I’m not an economist.  However, I suspect that once the fee-reduction genie is out of the bottle it is very difficult to go back to the way the private equity and hedge fund game use to be played.

As a fiduciary, I applaud these efforts.  Since the advent of modern portfolio theory, back in the 1970’s, it has been axiomatic that a reduction in fees and expenses incurred by an investment portfolio increase the investment return of the portfolio.  Increased investment returns mean greater pools of assets to be distributed to plan participants and beneficiaries.

This trend is bound to continue.  Hopefully it will accelerate.  Detroit is in bankruptcy, countless municipalities and public funds are reporting significant pension shortfalls and yet the investment management masters of the universe continue to buy trophy properties in Aspen, Nantucket and Jackson Hole.

Something is terribly amiss with this scenario.  It is high time that fiduciaries begin to exert their responsibility to reduce the outsized fees paid to these managers.


One Response to “Watch Out: Disintermediation of Hedge Funds and Private Equity”

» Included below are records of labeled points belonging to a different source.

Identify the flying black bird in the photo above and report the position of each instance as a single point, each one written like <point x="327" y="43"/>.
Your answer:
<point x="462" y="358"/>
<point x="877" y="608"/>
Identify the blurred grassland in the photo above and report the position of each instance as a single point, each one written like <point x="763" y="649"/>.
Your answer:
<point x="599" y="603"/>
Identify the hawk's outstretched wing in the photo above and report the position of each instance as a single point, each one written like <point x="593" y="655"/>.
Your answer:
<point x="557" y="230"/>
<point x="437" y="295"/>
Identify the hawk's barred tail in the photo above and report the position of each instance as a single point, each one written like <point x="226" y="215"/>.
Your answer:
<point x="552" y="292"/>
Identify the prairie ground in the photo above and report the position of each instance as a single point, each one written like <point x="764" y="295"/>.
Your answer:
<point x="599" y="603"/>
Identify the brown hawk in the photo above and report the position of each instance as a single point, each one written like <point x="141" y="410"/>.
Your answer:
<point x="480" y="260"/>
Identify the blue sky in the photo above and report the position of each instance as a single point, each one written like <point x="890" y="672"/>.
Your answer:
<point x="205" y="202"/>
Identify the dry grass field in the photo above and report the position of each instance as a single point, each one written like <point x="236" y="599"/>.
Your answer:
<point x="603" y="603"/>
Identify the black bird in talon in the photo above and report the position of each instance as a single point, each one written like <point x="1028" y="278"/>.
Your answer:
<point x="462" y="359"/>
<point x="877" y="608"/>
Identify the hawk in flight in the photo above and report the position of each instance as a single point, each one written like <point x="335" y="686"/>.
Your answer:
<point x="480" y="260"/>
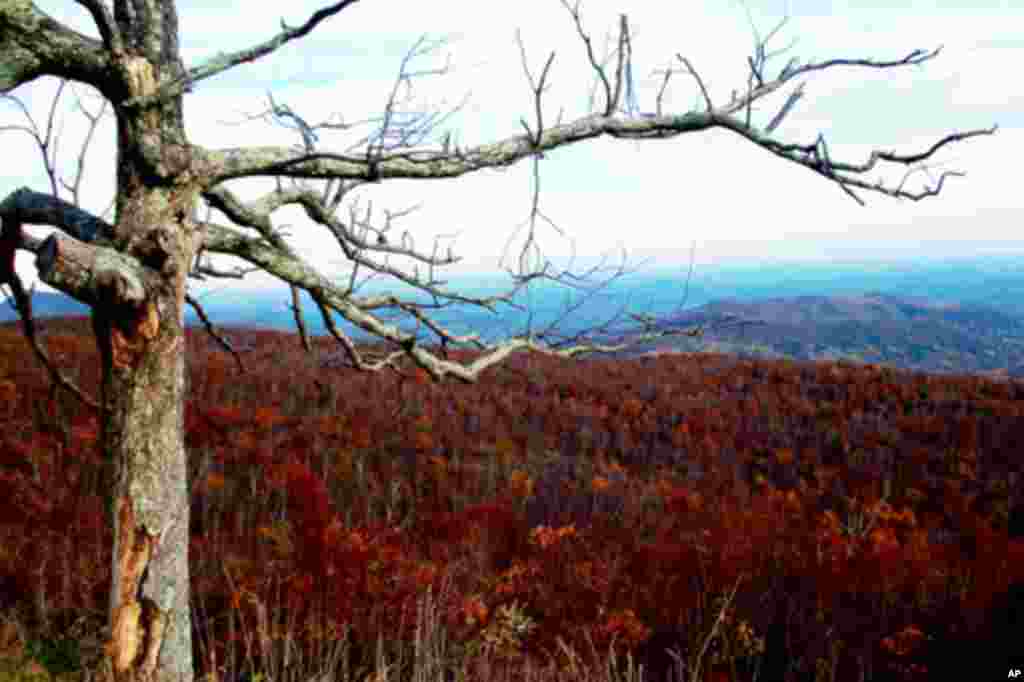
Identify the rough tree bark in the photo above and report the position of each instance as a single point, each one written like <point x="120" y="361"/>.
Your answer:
<point x="133" y="271"/>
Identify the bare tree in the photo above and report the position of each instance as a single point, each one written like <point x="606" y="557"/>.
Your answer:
<point x="133" y="270"/>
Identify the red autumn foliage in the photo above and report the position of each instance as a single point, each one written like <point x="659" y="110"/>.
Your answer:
<point x="878" y="492"/>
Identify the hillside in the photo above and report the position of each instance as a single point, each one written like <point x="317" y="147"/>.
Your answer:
<point x="905" y="332"/>
<point x="764" y="506"/>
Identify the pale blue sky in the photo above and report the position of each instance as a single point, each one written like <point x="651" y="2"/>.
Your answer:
<point x="653" y="198"/>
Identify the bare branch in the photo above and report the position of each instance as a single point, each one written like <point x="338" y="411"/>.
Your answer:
<point x="693" y="73"/>
<point x="33" y="208"/>
<point x="224" y="343"/>
<point x="538" y="88"/>
<point x="222" y="61"/>
<point x="300" y="324"/>
<point x="11" y="239"/>
<point x="609" y="105"/>
<point x="103" y="19"/>
<point x="34" y="44"/>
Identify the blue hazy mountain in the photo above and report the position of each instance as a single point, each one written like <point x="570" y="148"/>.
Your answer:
<point x="961" y="314"/>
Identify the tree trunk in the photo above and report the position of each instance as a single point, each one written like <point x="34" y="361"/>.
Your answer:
<point x="139" y="328"/>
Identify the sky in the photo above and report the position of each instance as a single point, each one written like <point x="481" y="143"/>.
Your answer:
<point x="713" y="192"/>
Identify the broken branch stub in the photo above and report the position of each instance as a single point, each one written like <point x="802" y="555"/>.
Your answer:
<point x="94" y="275"/>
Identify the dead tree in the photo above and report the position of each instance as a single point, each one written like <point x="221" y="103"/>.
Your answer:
<point x="133" y="270"/>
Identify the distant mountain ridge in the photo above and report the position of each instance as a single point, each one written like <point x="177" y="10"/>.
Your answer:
<point x="907" y="332"/>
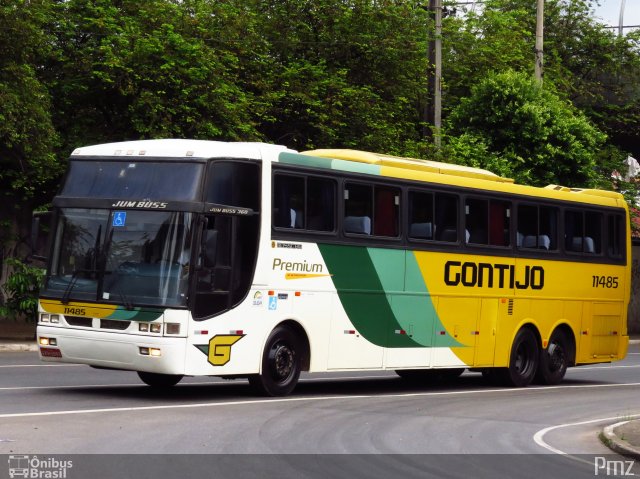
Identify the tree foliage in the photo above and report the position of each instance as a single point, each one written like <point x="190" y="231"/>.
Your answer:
<point x="514" y="126"/>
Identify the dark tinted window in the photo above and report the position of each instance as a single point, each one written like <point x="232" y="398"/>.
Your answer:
<point x="371" y="210"/>
<point x="234" y="183"/>
<point x="304" y="203"/>
<point x="537" y="227"/>
<point x="142" y="180"/>
<point x="616" y="235"/>
<point x="583" y="232"/>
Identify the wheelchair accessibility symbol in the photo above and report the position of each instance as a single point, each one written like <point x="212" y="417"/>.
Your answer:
<point x="119" y="218"/>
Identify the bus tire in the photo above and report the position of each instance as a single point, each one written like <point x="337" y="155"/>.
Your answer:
<point x="523" y="362"/>
<point x="281" y="364"/>
<point x="554" y="359"/>
<point x="160" y="380"/>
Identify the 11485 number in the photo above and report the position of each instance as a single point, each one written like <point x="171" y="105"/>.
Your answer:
<point x="604" y="281"/>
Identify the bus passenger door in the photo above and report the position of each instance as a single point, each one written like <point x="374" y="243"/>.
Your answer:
<point x="459" y="317"/>
<point x="348" y="348"/>
<point x="600" y="332"/>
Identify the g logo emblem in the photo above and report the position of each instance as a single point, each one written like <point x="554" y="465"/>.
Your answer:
<point x="220" y="348"/>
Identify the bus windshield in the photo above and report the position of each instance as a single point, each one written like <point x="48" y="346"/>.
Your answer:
<point x="126" y="257"/>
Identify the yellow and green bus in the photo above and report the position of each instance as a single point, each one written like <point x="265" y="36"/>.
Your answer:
<point x="181" y="257"/>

  1. Commentators have argued that a standard methodology is needed to present an accurate picture of performance, to make individual private equity funds comparable and so the asset class as a whole can be matched against public markets and other types of investment. It is also claimed that PE fund managers manipulate data to present themselves as strong performers, which makes it even more essential to standardize the industry.